Pfister Gerhard · Nationalrat · 2007-03-05
Pfister Gerhard · Nationalrat · Zug · Christlichdemokratische Fraktion · 2007-03-05
Wortprotokoll
Die CVP-Fraktion tritt auf diese Vorlage ein und unterstützt die Version des Ständerates. Dieses Geschäft ist nicht eine so enorm wichtige Sache, dass man das Ganze noch einmal aufbereiten müsste, wie es im Ständerat der Fall war. Die grundsätzlichen Unterschiede zwischen der Auffassung der Mehrheit und jener der Minderheit Joder sind auch im Ständerat ausführlich diskutiert worden. Deshalb gehe ich darauf nicht mehr ein. Man kann sich aber generell die Frage stellen, ob die Regelung der Unvereinbarkeit von gewissen Mandaten mit der parlamentarischen Tätigkeit nicht auch ihre Tücken hat und ob diese Tücken nicht immer gesehen worden sind.
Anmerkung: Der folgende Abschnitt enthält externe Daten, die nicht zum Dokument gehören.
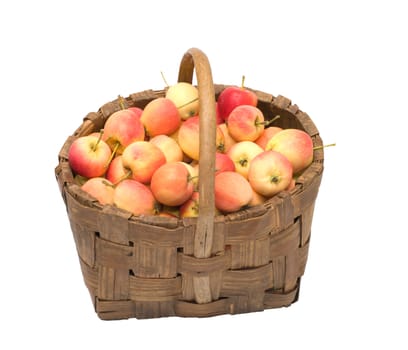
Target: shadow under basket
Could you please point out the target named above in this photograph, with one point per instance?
(152, 266)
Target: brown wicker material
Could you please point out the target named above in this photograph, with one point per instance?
(147, 267)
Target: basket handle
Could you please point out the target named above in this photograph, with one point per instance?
(195, 58)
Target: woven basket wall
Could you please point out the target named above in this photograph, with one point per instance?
(147, 267)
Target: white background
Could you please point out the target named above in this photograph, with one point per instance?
(342, 62)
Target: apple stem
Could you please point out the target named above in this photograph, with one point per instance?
(187, 103)
(275, 179)
(324, 146)
(164, 79)
(242, 82)
(122, 102)
(107, 183)
(190, 178)
(124, 177)
(117, 144)
(97, 142)
(268, 122)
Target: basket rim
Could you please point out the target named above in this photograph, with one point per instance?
(67, 185)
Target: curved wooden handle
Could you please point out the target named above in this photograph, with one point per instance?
(195, 58)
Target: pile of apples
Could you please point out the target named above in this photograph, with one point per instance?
(146, 160)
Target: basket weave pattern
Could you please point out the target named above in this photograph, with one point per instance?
(147, 267)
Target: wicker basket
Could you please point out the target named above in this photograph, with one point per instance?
(147, 267)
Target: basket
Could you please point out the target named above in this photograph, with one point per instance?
(150, 266)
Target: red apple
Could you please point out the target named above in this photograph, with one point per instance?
(246, 123)
(232, 191)
(228, 140)
(266, 135)
(142, 158)
(169, 147)
(189, 136)
(192, 169)
(136, 110)
(242, 154)
(121, 129)
(135, 197)
(116, 171)
(185, 97)
(218, 119)
(171, 184)
(223, 163)
(99, 188)
(233, 96)
(296, 145)
(160, 117)
(89, 156)
(269, 173)
(257, 199)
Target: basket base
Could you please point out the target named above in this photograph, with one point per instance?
(233, 305)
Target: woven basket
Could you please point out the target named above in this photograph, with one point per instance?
(148, 267)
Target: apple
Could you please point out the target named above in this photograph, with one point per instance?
(233, 96)
(116, 171)
(228, 140)
(232, 191)
(242, 153)
(160, 117)
(292, 185)
(136, 110)
(267, 135)
(142, 158)
(169, 147)
(223, 163)
(171, 184)
(135, 197)
(192, 169)
(185, 97)
(99, 188)
(257, 199)
(296, 145)
(121, 129)
(189, 135)
(170, 211)
(89, 156)
(269, 173)
(246, 123)
(218, 119)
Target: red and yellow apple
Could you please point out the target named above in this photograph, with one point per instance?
(99, 188)
(242, 153)
(233, 96)
(296, 145)
(169, 147)
(142, 158)
(116, 171)
(266, 135)
(171, 184)
(160, 117)
(121, 129)
(228, 140)
(189, 135)
(246, 123)
(269, 173)
(135, 197)
(89, 156)
(232, 191)
(185, 97)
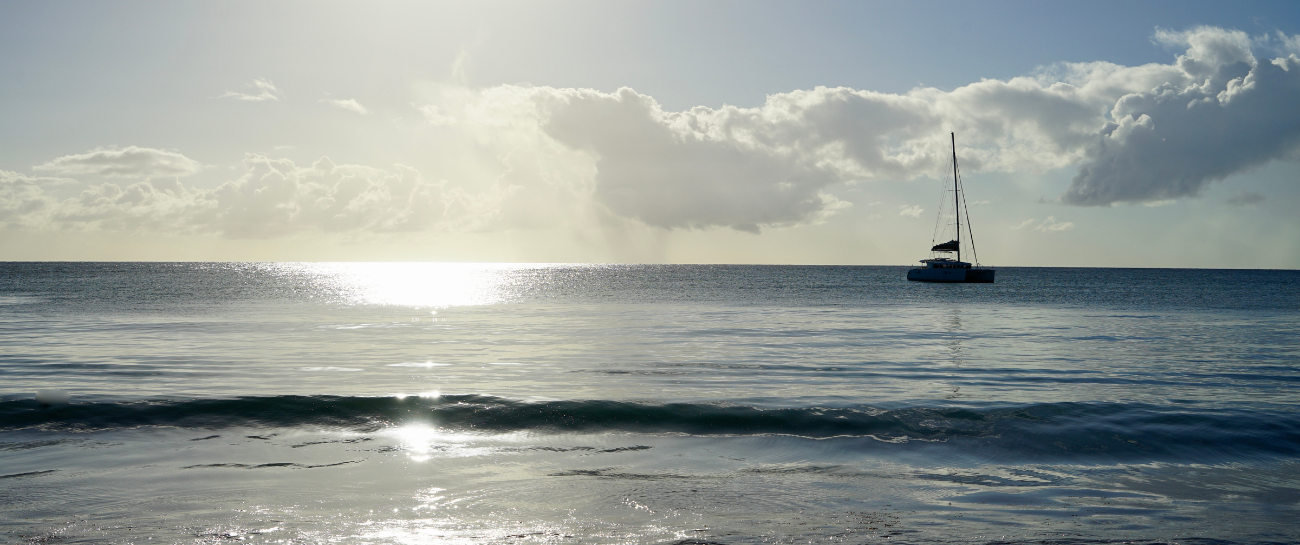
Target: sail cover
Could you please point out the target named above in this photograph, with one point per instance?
(945, 246)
Man kann sich fragen, ob diese Tücken erst jetzt richtig diskutiert werden, weil sozusagen die Stunde der Wahrheit naht und weil gewisse Kolleginnen und Kollegen sich die Frage stellen müssen, ob sie im Herbst nochmals antreten wollen und ein Mandat abgeben müssen.
Die CVP hält an diesem Grundsatz, einmal beschlossen, fest. Aber sie möchte die Regelung der Frage der ausserparlamentarischen Kommissionen - und es geht nur um diese Frage, in der der Bundesrat eine Präzisierung vorschlägt - auf die sogenannten Behördenkommissionen beschränken. Natürlich kann man jetzt einwenden - das ist auch gemacht worden -, dass das nicht im Sinne der reinen Lehre der Gewaltentrennung in absoluter Form sei. Das ist es auch nicht. Aber man kann sich auch fragen, ob es im Sinne der Gewaltentrennung wirklich richtig ist, dass beispielsweise ein Mandat bei einer ausserparlamentarischen Kommission nicht erlaubt sein soll, ein Mandat aber bei einem privaten Verband, bei einer reinen Lobbyistenvereinigung oder bei einer reinen Interessengruppe beispielsweise, absolut in Ordnung sein soll. Wenn die Rechtfertigung lautet, man wolle nicht, dass Parlamentarier im Sinne des Bundes, eines bundesnahen Betriebs oder einer solchen Kommission entscheiden, dann ist es wohl auch richtig, dass Parlamentarier nicht im Sinne einer privaten, von Eigeninteressen geleiteten Institution entscheiden.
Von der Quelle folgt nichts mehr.